銀行の貸倒引当金

日本の銀行は今、貸倒引当金を減らしているそうです。全体の残高は不良債権問題で揺れた1998年の5分の1、今やバブル期と同水準にまで下がっています。景気拡大による経営改善とはまた違った銀行の事情があるようです。
貸倒引当金は、企業などに貸したお金が帰って来ない場合に備え、銀行が積んでおくお金です。銀行は取引先を、経営状態に応じて「正常先」「要注意先」「破綻懸念先」などと分けており、正常先は0.1%でも、破綻懸念先は60%といった具合です。

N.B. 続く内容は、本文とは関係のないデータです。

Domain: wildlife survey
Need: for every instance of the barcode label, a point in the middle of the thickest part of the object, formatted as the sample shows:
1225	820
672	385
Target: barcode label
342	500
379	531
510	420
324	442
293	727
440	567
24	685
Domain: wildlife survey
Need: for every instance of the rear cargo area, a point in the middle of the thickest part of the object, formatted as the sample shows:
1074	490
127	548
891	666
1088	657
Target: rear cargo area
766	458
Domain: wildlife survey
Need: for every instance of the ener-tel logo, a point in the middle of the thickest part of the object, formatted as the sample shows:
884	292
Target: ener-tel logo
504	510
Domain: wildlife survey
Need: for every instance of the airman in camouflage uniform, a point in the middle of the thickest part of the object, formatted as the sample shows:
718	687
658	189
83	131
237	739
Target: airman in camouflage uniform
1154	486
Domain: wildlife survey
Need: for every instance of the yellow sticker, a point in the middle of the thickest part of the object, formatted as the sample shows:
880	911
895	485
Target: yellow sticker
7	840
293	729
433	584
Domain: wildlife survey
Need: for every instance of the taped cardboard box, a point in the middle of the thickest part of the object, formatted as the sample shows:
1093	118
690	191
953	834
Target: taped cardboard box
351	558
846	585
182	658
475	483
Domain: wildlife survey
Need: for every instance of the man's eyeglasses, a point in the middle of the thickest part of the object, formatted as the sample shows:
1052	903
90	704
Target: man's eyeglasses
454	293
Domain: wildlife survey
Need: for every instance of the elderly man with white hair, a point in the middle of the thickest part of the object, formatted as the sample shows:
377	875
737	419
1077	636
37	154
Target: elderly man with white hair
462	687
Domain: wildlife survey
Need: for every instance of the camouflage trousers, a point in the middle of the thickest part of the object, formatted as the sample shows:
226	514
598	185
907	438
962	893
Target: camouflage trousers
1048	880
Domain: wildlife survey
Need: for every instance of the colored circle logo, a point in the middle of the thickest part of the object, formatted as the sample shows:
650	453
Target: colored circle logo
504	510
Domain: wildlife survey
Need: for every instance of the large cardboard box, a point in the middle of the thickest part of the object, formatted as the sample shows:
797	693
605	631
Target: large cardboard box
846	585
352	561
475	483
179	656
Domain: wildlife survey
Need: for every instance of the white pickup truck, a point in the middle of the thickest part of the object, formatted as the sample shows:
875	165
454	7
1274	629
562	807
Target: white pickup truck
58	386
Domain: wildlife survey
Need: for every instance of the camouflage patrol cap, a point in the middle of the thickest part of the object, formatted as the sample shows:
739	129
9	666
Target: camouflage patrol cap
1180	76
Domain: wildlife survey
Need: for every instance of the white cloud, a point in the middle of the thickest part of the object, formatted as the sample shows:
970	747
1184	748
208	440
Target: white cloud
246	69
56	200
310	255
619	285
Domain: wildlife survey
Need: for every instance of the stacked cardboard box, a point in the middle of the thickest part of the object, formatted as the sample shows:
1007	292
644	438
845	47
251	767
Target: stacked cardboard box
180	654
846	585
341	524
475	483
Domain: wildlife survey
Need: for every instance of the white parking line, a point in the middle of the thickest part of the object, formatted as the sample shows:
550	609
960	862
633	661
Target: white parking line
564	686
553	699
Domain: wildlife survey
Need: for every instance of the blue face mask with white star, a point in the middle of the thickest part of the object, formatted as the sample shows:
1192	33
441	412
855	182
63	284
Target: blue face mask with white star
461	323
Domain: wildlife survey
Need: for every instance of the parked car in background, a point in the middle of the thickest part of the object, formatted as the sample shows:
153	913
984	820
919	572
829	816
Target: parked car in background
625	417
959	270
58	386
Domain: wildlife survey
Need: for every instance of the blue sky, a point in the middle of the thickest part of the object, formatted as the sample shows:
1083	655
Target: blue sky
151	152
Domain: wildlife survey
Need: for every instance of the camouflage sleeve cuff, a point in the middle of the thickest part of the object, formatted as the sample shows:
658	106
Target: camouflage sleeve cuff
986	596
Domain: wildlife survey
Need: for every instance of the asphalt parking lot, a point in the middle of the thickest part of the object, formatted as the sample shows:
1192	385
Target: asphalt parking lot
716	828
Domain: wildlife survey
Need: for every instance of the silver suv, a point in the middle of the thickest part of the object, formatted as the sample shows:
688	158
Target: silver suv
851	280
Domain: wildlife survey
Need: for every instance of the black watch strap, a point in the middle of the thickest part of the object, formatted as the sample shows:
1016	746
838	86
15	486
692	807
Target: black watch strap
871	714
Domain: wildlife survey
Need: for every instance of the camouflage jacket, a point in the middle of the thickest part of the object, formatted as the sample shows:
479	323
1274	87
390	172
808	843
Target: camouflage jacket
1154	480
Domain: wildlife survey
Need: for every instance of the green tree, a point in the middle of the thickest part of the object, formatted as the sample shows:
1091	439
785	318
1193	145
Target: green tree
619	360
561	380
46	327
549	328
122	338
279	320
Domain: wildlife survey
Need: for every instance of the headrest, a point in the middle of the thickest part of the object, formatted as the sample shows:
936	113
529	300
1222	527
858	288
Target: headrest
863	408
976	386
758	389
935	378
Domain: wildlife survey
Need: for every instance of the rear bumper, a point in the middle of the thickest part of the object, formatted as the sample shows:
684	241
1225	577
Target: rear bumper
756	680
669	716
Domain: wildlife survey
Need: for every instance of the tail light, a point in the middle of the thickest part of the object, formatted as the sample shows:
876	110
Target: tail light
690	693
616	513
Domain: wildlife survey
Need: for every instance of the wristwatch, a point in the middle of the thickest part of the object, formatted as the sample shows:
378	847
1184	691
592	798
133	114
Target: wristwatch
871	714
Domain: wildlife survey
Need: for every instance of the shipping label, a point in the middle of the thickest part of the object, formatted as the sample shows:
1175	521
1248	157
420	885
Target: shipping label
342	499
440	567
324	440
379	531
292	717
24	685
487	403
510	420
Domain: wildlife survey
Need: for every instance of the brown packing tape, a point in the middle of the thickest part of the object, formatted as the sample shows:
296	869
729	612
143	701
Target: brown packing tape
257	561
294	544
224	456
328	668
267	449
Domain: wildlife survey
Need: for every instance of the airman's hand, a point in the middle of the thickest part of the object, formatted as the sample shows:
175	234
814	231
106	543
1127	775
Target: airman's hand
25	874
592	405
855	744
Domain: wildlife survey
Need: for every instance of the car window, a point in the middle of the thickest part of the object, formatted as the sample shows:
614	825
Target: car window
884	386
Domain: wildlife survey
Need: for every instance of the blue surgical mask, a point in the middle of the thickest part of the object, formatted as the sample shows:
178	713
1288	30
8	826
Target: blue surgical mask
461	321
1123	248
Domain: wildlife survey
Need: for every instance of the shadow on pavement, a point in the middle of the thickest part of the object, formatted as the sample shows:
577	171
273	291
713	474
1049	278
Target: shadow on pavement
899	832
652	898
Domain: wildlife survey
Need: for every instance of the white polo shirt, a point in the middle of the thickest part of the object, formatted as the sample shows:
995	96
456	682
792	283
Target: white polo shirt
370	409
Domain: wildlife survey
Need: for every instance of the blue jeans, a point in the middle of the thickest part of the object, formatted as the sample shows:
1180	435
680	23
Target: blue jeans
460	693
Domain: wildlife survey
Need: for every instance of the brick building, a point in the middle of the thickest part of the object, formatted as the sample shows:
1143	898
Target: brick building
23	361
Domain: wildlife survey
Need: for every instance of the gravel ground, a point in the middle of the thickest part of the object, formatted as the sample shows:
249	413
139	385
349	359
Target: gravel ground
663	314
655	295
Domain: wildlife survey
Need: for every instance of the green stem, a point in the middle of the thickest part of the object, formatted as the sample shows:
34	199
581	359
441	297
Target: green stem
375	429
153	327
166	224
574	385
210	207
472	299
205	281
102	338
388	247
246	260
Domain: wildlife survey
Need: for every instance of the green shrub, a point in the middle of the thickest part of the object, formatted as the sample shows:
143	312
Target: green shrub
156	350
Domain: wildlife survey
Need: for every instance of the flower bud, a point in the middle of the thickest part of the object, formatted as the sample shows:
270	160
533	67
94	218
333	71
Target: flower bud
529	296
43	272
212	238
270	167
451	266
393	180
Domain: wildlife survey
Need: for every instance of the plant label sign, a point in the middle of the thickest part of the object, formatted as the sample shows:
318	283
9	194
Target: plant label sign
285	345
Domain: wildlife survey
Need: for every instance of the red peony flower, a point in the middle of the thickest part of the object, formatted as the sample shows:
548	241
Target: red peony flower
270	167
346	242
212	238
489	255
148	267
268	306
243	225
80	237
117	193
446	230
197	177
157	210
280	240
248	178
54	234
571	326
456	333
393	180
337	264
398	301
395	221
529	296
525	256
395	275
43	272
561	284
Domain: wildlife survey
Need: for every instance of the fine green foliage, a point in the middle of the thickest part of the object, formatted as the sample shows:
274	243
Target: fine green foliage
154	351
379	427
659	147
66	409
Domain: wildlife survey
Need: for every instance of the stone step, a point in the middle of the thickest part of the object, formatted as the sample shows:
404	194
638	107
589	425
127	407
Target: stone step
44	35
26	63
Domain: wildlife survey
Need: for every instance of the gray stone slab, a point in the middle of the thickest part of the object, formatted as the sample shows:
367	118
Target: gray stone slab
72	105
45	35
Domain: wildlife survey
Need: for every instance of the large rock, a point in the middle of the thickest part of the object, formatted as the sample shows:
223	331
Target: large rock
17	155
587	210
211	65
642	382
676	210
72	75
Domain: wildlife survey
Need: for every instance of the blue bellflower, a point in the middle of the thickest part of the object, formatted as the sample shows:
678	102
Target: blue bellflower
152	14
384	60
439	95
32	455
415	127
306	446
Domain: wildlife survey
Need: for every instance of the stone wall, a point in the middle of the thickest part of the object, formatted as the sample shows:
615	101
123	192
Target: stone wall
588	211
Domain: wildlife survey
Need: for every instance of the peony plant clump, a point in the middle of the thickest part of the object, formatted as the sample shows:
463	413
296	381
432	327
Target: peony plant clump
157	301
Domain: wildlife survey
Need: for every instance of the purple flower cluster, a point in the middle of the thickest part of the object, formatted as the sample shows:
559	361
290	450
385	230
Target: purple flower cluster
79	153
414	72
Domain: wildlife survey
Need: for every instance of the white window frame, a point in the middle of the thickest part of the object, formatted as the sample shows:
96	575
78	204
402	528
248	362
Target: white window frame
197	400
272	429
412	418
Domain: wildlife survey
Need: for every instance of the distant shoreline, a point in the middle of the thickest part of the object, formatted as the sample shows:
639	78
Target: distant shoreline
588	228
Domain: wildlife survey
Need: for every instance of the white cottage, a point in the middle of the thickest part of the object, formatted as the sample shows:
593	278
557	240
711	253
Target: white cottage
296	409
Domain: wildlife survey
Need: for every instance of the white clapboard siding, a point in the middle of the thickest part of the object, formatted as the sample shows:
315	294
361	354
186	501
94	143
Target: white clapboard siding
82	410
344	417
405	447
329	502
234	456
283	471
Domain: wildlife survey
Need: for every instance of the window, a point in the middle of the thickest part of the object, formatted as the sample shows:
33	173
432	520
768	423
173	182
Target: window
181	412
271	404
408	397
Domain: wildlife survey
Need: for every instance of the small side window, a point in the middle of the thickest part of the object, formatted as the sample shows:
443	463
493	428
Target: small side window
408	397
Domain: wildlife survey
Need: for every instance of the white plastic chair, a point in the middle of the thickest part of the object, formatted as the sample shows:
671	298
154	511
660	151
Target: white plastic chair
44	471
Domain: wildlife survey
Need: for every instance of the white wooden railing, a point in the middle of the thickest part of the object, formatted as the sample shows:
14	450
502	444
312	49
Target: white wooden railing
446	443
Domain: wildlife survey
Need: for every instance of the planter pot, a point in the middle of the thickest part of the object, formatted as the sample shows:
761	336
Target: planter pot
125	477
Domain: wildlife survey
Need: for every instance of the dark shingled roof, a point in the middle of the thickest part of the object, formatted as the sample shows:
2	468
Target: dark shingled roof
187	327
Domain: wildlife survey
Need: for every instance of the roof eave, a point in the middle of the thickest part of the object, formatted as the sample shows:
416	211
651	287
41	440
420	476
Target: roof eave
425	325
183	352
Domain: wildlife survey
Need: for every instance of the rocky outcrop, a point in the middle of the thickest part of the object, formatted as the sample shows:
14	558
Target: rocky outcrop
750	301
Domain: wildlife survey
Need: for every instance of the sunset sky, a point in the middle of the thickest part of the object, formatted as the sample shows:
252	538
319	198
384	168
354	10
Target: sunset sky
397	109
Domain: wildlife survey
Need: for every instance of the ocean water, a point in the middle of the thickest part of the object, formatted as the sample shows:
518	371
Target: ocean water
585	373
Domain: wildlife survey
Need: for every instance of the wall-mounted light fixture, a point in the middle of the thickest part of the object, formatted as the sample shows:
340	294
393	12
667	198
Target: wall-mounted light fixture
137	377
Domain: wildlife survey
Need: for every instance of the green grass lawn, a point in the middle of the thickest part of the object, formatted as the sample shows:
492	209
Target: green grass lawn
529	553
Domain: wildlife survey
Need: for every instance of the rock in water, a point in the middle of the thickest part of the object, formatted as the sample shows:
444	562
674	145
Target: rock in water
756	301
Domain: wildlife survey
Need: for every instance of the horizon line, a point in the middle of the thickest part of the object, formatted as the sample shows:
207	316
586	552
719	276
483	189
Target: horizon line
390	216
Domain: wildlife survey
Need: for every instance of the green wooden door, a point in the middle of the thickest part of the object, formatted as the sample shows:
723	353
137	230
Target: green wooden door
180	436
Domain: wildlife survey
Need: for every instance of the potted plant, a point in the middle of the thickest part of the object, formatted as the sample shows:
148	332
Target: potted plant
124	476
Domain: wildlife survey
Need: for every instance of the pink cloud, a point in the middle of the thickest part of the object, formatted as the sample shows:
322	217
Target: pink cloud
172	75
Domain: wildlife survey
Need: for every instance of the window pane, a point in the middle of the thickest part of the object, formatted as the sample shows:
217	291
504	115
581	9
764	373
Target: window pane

因みに、引当金が減る案件は、二通りくらいあって、一つは取引先が、銀行の支援や企業自身の努力で経営状態が上向き、リスク区分が要注意先から正常先へと改善する場合と、銀行が取引先の赤字事業をやめさせることで、目先の懸念をよくしている場合とです。
しかし、引当金の戻り益頼みという地銀は少なくありませんし、みずほフィナンシャルグループも2017年4~12月の傘下銀行合算の純利益のうち、貸倒引当金戻り益は、39%です。金融庁は、リスクを避けがちの銀行に警鐘を鳴らし、取引先の育成・支援に取り組むよう促しているとのことです。銀行はかってないほどに、取引先の育成の面で、企業の将来性やリスクの中身の分析、返済能力の見極め、といった本業の質を問われているといると言えるのです。
2018年4月2日月曜日の日本経済新聞に掲載されていた内容に対して、枕紫智が感じたことを、お伝えしました。